Abstract

In many industrialized societies it is suggested that school quality has less than the anticipated impact on student achievement once the influence of the family has been considered. Since schools are more easily amenable to government intervention, the ambiguous showing of schools has not augered well for a public philosophy which portrays schools as agents of social change. This report re-examines the relationships among home, school and achievement performance in the Egyptian context by assaying the relative impact of families and schools on student test performance. This re-examination is undertaken, in part, because in LDCs one of the strongest associations with level of per capita income is the proportion of school age population enrolled in primary classes. This link between primary school attendence and national development places importance on the need to improve the quality of numeracy/literacy skills in order to further increase the efficiency of the Egyptian economy. Similar to findings in other third world primary school systems, the impact of school quality on achievement performance explains more variance than does the influence of the home. Apparently, Egyptian primary schools do provide a learning milieu independent of home resources which affects pupil test performance on basic literacy skills.
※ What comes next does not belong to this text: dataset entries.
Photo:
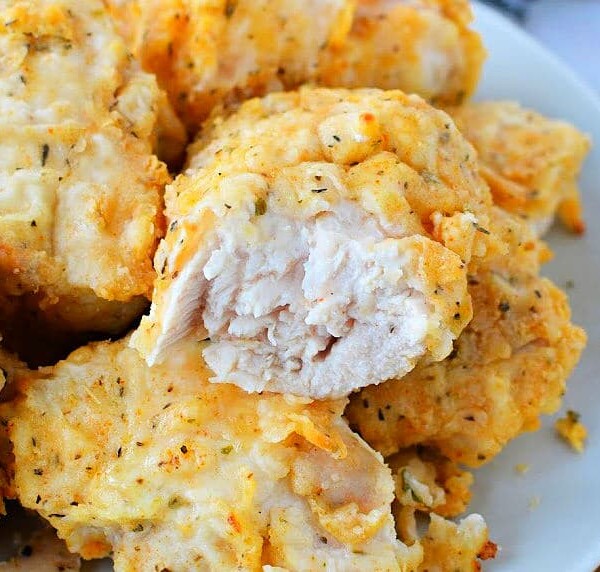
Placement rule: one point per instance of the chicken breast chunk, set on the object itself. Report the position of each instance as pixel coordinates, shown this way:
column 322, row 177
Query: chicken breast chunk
column 530, row 162
column 208, row 52
column 80, row 187
column 167, row 471
column 320, row 240
column 508, row 367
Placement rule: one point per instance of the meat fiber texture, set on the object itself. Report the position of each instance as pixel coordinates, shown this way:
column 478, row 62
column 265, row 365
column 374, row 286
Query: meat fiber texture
column 530, row 162
column 167, row 471
column 80, row 199
column 509, row 366
column 205, row 53
column 321, row 240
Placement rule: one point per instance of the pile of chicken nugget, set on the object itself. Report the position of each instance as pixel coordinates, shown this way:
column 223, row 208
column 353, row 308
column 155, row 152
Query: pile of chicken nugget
column 269, row 283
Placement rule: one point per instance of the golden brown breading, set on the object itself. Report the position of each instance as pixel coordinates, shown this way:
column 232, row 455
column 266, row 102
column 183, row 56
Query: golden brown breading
column 10, row 370
column 320, row 239
column 422, row 46
column 205, row 53
column 80, row 208
column 170, row 471
column 531, row 162
column 509, row 366
column 456, row 546
column 43, row 552
column 572, row 430
column 429, row 482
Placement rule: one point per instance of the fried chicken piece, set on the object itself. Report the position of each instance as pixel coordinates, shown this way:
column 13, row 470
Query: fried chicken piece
column 428, row 482
column 80, row 208
column 509, row 366
column 10, row 370
column 204, row 53
column 456, row 546
column 320, row 240
column 531, row 162
column 166, row 470
column 44, row 552
column 422, row 46
column 572, row 431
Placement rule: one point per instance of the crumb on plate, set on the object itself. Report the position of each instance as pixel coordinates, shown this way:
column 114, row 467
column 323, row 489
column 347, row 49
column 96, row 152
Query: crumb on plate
column 572, row 430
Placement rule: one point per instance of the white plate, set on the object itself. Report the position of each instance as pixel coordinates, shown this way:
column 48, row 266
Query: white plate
column 560, row 534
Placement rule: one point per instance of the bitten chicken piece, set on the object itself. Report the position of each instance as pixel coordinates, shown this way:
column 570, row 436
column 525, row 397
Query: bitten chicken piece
column 509, row 366
column 80, row 187
column 168, row 471
column 531, row 162
column 204, row 52
column 320, row 240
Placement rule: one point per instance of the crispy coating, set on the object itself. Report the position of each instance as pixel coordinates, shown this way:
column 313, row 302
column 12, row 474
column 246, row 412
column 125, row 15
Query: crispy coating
column 204, row 53
column 531, row 162
column 423, row 47
column 509, row 366
column 43, row 552
column 10, row 369
column 169, row 471
column 456, row 546
column 572, row 431
column 427, row 482
column 80, row 208
column 320, row 239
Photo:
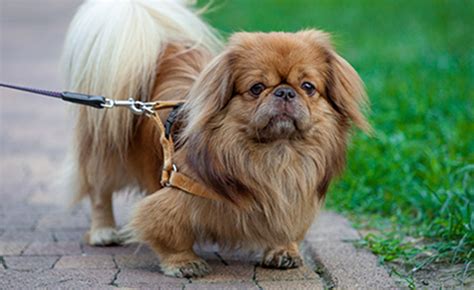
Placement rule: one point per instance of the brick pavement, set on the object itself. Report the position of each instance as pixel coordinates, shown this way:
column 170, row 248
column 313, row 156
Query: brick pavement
column 41, row 242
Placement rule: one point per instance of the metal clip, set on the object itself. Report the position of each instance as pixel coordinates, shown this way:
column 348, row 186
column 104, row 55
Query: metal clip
column 136, row 107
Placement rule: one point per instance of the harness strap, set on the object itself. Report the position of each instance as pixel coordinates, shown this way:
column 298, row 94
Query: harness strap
column 170, row 177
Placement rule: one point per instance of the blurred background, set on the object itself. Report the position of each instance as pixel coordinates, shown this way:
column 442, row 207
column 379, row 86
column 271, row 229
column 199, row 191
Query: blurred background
column 410, row 187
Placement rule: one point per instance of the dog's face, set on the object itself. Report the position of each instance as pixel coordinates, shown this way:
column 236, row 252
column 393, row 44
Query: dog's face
column 272, row 86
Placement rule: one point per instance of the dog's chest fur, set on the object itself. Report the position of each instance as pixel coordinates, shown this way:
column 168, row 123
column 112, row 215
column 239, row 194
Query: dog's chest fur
column 284, row 183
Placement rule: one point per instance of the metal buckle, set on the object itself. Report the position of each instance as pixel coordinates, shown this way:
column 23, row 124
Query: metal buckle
column 136, row 107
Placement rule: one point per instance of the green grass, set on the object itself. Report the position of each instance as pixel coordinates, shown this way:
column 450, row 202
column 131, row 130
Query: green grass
column 415, row 177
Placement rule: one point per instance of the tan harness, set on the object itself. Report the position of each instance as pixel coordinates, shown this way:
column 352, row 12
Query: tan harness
column 170, row 176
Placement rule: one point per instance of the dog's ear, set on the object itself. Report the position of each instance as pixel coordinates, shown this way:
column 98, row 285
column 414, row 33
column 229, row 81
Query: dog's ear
column 210, row 93
column 345, row 90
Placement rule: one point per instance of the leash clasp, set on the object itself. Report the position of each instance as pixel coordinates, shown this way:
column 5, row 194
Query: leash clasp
column 136, row 107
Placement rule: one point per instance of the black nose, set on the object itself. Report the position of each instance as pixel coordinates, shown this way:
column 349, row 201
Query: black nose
column 285, row 93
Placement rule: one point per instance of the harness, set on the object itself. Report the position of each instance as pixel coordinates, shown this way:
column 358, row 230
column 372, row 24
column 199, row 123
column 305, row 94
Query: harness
column 170, row 175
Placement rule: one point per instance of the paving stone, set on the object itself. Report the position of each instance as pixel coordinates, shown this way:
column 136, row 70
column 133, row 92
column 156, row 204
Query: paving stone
column 283, row 285
column 85, row 262
column 57, row 279
column 132, row 249
column 352, row 268
column 223, row 286
column 63, row 220
column 23, row 221
column 69, row 235
column 12, row 248
column 26, row 236
column 149, row 263
column 30, row 263
column 234, row 272
column 48, row 248
column 301, row 273
column 144, row 279
column 331, row 227
column 248, row 257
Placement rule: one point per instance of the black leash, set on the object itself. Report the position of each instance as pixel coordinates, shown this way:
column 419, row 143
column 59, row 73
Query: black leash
column 98, row 102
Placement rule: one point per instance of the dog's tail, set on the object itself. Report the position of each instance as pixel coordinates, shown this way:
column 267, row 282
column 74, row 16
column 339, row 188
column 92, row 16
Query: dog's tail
column 113, row 49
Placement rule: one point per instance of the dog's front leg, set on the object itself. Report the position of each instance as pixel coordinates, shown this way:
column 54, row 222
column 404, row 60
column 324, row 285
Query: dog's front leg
column 162, row 220
column 284, row 257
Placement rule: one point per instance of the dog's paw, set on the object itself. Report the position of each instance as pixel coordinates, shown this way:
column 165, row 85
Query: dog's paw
column 103, row 237
column 282, row 259
column 196, row 268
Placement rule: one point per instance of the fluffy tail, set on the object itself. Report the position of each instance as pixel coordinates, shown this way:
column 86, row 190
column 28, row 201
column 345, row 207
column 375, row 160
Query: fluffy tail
column 113, row 49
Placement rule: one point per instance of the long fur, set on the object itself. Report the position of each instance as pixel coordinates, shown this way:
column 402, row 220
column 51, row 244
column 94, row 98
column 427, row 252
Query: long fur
column 272, row 160
column 113, row 49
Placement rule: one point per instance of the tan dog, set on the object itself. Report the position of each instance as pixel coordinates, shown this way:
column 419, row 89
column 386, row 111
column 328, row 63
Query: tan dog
column 265, row 125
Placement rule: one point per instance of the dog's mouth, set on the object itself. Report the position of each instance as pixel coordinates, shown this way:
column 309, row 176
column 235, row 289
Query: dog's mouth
column 279, row 126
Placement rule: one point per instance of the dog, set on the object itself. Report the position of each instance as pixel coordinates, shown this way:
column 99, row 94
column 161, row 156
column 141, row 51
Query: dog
column 265, row 125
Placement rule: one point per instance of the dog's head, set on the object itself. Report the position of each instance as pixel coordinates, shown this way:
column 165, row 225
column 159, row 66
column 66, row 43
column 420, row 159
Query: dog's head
column 271, row 98
column 273, row 86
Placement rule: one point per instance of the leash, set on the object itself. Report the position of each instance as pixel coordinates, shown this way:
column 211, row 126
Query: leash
column 170, row 176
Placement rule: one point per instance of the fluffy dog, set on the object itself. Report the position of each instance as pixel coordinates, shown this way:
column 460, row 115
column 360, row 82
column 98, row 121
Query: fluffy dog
column 265, row 125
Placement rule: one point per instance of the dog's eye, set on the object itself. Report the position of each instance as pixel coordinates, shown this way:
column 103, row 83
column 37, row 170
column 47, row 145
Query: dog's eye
column 257, row 89
column 309, row 88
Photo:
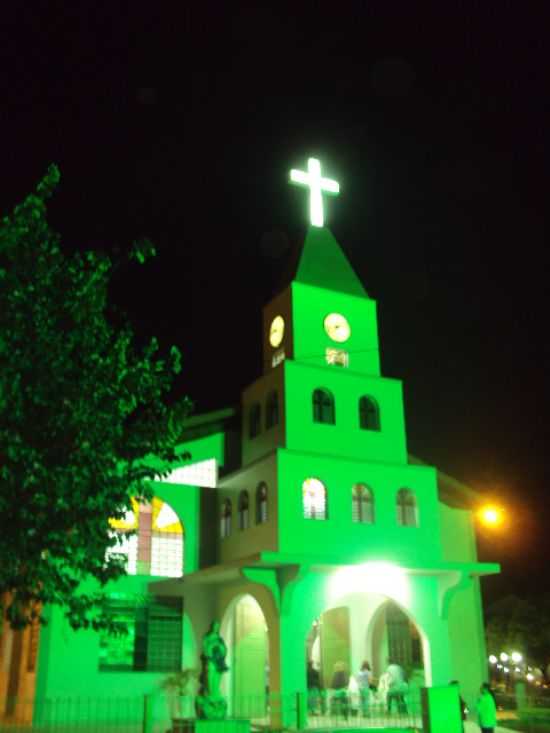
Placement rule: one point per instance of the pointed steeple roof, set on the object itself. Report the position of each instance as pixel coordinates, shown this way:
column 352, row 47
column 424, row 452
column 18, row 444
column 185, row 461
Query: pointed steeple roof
column 323, row 264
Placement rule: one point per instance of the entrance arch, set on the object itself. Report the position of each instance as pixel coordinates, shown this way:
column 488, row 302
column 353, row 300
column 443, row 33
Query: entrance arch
column 366, row 626
column 246, row 684
column 392, row 635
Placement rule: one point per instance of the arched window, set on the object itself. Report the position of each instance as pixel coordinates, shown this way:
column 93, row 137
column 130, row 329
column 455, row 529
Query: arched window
column 323, row 407
column 272, row 409
column 362, row 504
column 243, row 510
column 225, row 518
column 369, row 414
column 254, row 420
column 156, row 545
column 407, row 508
column 261, row 503
column 314, row 498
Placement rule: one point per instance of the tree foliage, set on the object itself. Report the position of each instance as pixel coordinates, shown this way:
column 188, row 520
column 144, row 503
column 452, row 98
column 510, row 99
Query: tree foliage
column 82, row 411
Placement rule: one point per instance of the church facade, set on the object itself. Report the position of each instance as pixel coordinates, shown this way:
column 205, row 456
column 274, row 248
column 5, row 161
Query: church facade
column 301, row 524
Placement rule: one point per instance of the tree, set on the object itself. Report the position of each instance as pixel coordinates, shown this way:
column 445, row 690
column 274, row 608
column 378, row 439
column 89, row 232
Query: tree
column 81, row 413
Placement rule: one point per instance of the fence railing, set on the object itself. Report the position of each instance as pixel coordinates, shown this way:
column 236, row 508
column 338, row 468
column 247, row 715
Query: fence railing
column 160, row 713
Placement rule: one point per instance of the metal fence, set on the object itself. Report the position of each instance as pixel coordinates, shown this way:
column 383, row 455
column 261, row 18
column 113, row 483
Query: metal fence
column 160, row 713
column 524, row 708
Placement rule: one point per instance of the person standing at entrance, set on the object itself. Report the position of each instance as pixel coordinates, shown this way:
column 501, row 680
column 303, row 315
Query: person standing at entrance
column 397, row 687
column 339, row 685
column 313, row 689
column 486, row 710
column 364, row 679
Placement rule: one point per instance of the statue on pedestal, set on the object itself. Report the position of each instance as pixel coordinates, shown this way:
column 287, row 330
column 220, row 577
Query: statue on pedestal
column 210, row 703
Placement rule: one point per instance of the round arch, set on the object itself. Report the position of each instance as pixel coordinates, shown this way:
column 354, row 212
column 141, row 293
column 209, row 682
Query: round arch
column 245, row 629
column 410, row 641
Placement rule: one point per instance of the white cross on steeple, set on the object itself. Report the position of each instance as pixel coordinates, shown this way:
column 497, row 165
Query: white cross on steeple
column 316, row 184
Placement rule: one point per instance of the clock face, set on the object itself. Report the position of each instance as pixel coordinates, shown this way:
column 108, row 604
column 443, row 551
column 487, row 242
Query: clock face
column 337, row 327
column 276, row 331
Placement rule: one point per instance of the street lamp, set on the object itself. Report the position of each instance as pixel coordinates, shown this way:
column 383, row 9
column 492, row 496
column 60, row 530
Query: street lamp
column 491, row 516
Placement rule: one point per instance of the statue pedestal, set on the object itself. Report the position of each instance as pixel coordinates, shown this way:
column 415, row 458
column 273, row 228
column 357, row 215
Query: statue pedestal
column 229, row 725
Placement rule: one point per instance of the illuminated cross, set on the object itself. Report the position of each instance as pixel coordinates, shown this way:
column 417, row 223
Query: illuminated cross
column 317, row 185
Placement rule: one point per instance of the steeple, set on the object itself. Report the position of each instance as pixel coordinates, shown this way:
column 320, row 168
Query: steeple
column 323, row 264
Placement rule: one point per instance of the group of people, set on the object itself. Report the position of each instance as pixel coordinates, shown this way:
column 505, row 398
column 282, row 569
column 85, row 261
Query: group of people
column 485, row 707
column 391, row 689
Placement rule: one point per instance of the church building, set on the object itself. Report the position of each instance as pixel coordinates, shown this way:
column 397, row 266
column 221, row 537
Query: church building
column 301, row 523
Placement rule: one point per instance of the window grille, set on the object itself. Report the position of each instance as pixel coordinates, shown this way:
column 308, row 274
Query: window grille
column 243, row 510
column 369, row 414
column 261, row 503
column 225, row 518
column 323, row 407
column 314, row 498
column 154, row 639
column 255, row 420
column 362, row 502
column 407, row 508
column 272, row 410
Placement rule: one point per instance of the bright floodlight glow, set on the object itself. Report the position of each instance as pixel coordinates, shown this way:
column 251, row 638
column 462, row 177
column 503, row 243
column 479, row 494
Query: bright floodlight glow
column 200, row 473
column 371, row 577
column 317, row 186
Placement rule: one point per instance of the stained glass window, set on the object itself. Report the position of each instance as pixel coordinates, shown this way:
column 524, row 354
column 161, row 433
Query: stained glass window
column 156, row 547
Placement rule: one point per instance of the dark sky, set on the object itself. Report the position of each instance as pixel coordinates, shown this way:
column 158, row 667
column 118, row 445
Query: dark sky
column 183, row 127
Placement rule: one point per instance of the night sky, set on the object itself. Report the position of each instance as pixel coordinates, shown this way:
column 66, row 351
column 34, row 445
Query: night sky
column 183, row 127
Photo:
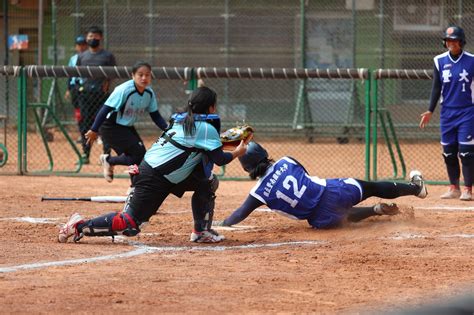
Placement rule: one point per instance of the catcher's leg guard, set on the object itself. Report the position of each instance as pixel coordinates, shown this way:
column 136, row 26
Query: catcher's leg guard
column 110, row 224
column 466, row 153
column 203, row 202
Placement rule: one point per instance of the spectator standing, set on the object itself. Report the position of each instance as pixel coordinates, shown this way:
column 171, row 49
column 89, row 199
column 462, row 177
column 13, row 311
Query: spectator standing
column 94, row 91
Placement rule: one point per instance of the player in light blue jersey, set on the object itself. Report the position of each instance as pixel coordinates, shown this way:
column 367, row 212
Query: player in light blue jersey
column 173, row 165
column 118, row 115
column 286, row 187
column 453, row 86
column 74, row 84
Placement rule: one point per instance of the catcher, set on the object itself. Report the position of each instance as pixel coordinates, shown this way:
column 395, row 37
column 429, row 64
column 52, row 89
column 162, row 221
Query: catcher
column 173, row 165
column 286, row 187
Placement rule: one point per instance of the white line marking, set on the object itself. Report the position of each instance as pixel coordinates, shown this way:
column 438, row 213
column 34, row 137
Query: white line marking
column 233, row 227
column 135, row 252
column 144, row 249
column 33, row 220
column 405, row 236
column 447, row 208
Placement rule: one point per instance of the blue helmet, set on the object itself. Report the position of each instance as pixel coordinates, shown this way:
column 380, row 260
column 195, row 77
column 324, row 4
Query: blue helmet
column 456, row 33
column 254, row 155
column 80, row 40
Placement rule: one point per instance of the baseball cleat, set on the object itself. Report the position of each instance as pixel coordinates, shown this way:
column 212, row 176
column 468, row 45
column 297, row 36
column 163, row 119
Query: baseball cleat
column 417, row 179
column 209, row 236
column 466, row 195
column 108, row 169
column 386, row 209
column 69, row 229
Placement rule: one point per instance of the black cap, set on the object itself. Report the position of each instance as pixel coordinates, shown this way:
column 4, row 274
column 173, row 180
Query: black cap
column 80, row 40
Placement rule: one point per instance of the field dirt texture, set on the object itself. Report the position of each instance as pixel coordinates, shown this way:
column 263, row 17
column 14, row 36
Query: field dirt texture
column 267, row 264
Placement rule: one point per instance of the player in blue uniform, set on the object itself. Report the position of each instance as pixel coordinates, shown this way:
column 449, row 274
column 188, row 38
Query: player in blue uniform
column 74, row 84
column 118, row 115
column 453, row 86
column 287, row 188
column 173, row 165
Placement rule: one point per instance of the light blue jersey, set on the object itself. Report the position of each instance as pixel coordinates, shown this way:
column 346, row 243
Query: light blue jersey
column 176, row 164
column 457, row 86
column 287, row 188
column 128, row 103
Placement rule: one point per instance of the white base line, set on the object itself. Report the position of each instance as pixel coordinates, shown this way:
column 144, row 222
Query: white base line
column 144, row 249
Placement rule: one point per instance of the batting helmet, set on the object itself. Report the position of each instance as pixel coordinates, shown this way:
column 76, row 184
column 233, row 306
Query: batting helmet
column 254, row 155
column 456, row 33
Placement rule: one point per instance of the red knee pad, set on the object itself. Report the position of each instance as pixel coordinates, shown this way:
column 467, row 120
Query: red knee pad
column 119, row 223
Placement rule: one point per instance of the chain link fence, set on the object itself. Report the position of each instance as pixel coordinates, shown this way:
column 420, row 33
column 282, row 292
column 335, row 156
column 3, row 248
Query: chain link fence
column 322, row 114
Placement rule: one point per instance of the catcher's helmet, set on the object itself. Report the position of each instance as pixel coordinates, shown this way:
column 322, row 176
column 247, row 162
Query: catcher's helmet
column 456, row 33
column 254, row 155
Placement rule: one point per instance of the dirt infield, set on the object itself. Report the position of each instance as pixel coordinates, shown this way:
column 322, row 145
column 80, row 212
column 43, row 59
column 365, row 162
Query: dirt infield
column 270, row 265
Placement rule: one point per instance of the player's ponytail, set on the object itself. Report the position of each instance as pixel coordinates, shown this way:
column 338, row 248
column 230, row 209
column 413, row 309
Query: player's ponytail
column 200, row 101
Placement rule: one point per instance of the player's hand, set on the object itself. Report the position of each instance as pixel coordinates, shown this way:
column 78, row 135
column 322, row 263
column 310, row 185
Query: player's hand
column 425, row 119
column 240, row 150
column 91, row 136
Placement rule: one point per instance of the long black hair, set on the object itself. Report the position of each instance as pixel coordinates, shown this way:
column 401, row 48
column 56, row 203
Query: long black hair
column 199, row 102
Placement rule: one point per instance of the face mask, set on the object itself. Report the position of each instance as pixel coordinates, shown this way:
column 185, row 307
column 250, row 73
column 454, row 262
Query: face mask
column 94, row 43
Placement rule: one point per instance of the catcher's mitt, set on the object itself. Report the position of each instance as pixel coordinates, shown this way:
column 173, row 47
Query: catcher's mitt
column 231, row 138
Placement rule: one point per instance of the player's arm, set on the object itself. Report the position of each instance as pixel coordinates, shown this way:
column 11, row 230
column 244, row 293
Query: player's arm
column 92, row 134
column 435, row 94
column 242, row 212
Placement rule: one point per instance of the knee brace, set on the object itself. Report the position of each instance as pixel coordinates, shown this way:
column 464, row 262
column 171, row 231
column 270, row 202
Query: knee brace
column 214, row 183
column 466, row 154
column 110, row 225
column 450, row 154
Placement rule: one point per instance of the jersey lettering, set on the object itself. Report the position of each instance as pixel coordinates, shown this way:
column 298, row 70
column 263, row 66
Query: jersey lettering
column 446, row 76
column 296, row 191
column 463, row 75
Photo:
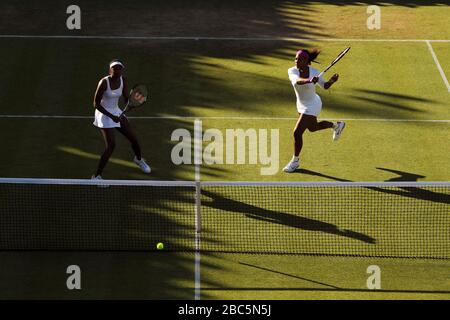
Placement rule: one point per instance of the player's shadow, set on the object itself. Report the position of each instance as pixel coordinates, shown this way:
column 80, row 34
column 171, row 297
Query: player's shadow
column 402, row 176
column 282, row 218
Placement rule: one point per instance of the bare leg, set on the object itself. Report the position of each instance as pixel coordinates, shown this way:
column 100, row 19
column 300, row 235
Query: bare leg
column 126, row 130
column 110, row 142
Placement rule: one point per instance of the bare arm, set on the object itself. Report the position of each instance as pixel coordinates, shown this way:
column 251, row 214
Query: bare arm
column 125, row 91
column 101, row 88
column 302, row 81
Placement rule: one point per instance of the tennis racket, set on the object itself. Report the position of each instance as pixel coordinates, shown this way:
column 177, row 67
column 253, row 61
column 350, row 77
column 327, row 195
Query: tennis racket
column 339, row 57
column 138, row 96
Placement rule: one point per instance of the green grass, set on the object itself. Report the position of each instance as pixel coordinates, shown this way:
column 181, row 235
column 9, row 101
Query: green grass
column 248, row 79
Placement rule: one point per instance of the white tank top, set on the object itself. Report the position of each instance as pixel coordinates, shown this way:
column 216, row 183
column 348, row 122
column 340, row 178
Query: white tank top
column 110, row 99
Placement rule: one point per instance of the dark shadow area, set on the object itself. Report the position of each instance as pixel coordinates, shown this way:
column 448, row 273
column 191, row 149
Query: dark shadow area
column 392, row 95
column 286, row 219
column 289, row 275
column 110, row 232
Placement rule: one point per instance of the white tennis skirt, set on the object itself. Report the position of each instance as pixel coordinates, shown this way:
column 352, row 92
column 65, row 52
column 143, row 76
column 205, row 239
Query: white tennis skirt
column 103, row 121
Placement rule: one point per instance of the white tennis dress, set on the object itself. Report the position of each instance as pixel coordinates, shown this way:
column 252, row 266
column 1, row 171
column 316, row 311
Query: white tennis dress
column 110, row 102
column 308, row 102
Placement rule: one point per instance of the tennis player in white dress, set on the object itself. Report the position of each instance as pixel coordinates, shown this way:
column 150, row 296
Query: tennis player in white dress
column 108, row 119
column 304, row 78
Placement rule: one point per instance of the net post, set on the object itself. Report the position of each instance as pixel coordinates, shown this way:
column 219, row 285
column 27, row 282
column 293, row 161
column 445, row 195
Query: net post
column 198, row 205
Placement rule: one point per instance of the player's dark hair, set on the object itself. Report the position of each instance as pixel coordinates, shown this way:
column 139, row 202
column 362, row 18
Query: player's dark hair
column 116, row 60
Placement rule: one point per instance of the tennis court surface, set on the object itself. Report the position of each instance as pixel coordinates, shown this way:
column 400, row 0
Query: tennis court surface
column 377, row 199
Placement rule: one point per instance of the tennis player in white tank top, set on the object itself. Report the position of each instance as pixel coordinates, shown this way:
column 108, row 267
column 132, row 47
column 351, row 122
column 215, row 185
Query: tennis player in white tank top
column 304, row 78
column 107, row 116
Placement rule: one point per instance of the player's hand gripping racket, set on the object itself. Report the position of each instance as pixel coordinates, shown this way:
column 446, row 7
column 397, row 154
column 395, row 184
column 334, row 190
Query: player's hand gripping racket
column 339, row 57
column 138, row 96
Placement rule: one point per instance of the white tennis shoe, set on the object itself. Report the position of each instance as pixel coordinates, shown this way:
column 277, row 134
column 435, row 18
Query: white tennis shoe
column 292, row 166
column 143, row 165
column 338, row 128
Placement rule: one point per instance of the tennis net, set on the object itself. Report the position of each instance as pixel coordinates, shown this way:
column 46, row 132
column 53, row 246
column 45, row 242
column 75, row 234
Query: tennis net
column 392, row 219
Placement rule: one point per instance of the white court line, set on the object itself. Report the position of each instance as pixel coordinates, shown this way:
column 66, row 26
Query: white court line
column 438, row 66
column 222, row 118
column 100, row 37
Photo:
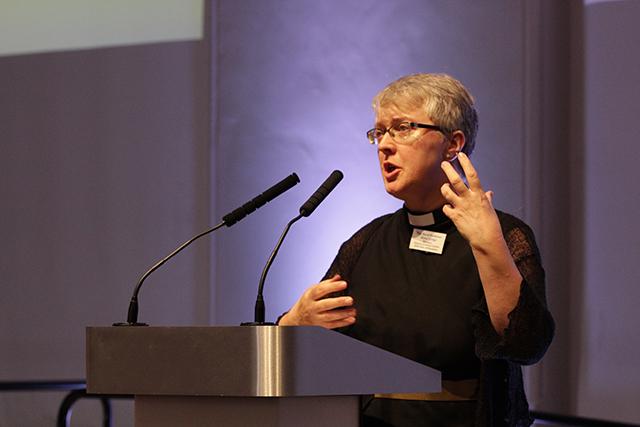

Given the impact of separate home and school inputs to achievement performance mentioned above, the last question raised in the paper asks whether school quality in Egypt affects the learning of socially disadvantaged children more than others. This can be checked by examining the interactive term between home and school when a regression is performed on student achievement. Findings reveal that indeed the incremental effects of school quality on the poor are greater than those found for children of advantaged backgrounds. Apparently, Egypt's longstanding egalitarian ideology espousing educational opportunity has paid some dividents to those children of the poor who have remained in school.